Friday, February 18, 2011

Cupcakes and bubbly!

So this week I feel that I am truly living up to my name as a frustrated baker.  As you all know, this past Monday was Valentine's Day, and in honor of that we have been carrying "cupcakes" at work.  I say "cupcakes" because although they resembled the awesome tiny cakes in looks, they tasted and had the texture of cardboard and terry cloth.  They were rough and dense and flat in taste; overall, horrendous!  They gave a bad name to the title of cupcake.  As such, I felt it my duty as a cupcake fan to make some super yummy cupcakes this week.  After asking for some input from friends on Facebook, I decided to go with Love & Olive Oil's Strawberry Champagne Cupcakes.  After all, what could be better than bubbly and strawberries?  Except maybe putting them in cupcake form, of course!

I altered Lindsay's recipe slightly, as I did not want to spend all day at our Safeway trying to find coconut milk...instead I used regular 2% (it's what we had in the fridge) and an extra 1/4 cup sugar.  (I later realized we had coconut extract I could have substituted into the regular milk, but oh well!)



After cutting up about 2 cups of strawberries, throw them in the blender or food processor until they look like this.


This is what the batter looked like for the first batch.  They came out a little on the brown side, not pink at all, so I added some red icing coloring.

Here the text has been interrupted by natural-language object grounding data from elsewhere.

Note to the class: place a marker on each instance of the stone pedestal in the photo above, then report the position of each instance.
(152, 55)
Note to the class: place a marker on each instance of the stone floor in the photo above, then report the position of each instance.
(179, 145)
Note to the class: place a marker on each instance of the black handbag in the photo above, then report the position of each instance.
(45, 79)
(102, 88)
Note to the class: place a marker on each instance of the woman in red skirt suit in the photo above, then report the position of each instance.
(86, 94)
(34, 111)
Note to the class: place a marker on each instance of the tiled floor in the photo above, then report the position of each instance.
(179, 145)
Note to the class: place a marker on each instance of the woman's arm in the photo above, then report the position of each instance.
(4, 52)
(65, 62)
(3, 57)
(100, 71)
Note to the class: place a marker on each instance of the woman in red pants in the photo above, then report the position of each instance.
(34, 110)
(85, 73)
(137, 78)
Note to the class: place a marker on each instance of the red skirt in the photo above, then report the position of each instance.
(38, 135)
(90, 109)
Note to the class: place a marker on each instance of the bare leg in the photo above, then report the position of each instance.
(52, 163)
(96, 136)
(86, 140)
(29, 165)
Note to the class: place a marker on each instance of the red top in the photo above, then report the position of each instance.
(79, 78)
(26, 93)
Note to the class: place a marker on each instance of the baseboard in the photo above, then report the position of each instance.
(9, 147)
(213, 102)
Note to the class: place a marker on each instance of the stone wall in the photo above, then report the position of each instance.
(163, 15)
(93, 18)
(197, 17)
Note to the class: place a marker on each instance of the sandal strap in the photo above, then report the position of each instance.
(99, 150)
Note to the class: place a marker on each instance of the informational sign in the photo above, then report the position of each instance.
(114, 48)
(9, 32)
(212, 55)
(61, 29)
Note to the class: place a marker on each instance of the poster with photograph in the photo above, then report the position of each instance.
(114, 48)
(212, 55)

Notice the tiny cupcake creeper in the background...beware, they have been known to take off with unattended cupcakes from time to time!

Strawberry Champagne Cupcakes
makes 24 cupcakes  adapted from Love & Olive Oil

2 1/2 cup flour
1 teaspoon salt
1 teaspoon baking powder
1 teaspoon baking soda
2/3 cup milk (whichever you prefer)
2/3 cup champagne/sparkling white wine
2/3 cup strawberry puree (2 cups diced strawberries)
1 3/4 cup sugar
2/3 cup vegetable oil
1 teaspoon vanilla

1/4 tsp. Wilton red icing coloring



Preheat oven to 350 degrees F. Line a muffin pan with paper liners.
In a large bowl, sift together flour, baking powder, baking soda, and salt.
Pour diced strawberries into a food processor or blender and puree evenly.  Measure out 2/3 cup for the cupcakes and set the rest aside for the frosting to be made later.
In a separate bowl, whisk together milk, champagne, strawberry puree, sugar, vanilla, and oil. Make a well in the center of the dry ingredients and pour in the wet ingredients. Mix until relatively smooth. Fill cupcake liners with a scant 1/4 cup of batter (cups should be just under 2/3 of the way full). Bake for 18-22 minutes or until set, and toothpick inserted in the center comes out clean. Transfer to cooling rack and allow to cool completely.



You want your frosting to be this type of consistency.


Strawberry Vanilla Butter Cream frosting
1 c softened butter (or margarine)
2-3 c powdered sugar
1 tsp vanilla extract
1/4 c strawberry puree (leftover from cupcakes)
1-2 Tbsp. cream or milk (if needed)


In the bowl of your stand mixer, beat butter until smooth and fluffy.  Pour in the leftover strawberry puree then add powdered sugar 1/2 cup at a time , mixing well to incorporate between additions, until a good piping consistency is reached.  If the frosting becomes too stiff from too much powdered sugar, just add a little bit of cream or milk so that it can be piped onto cupcakes easily.










Time to enjoy...maybe with a side of leftover champagne and strawberries!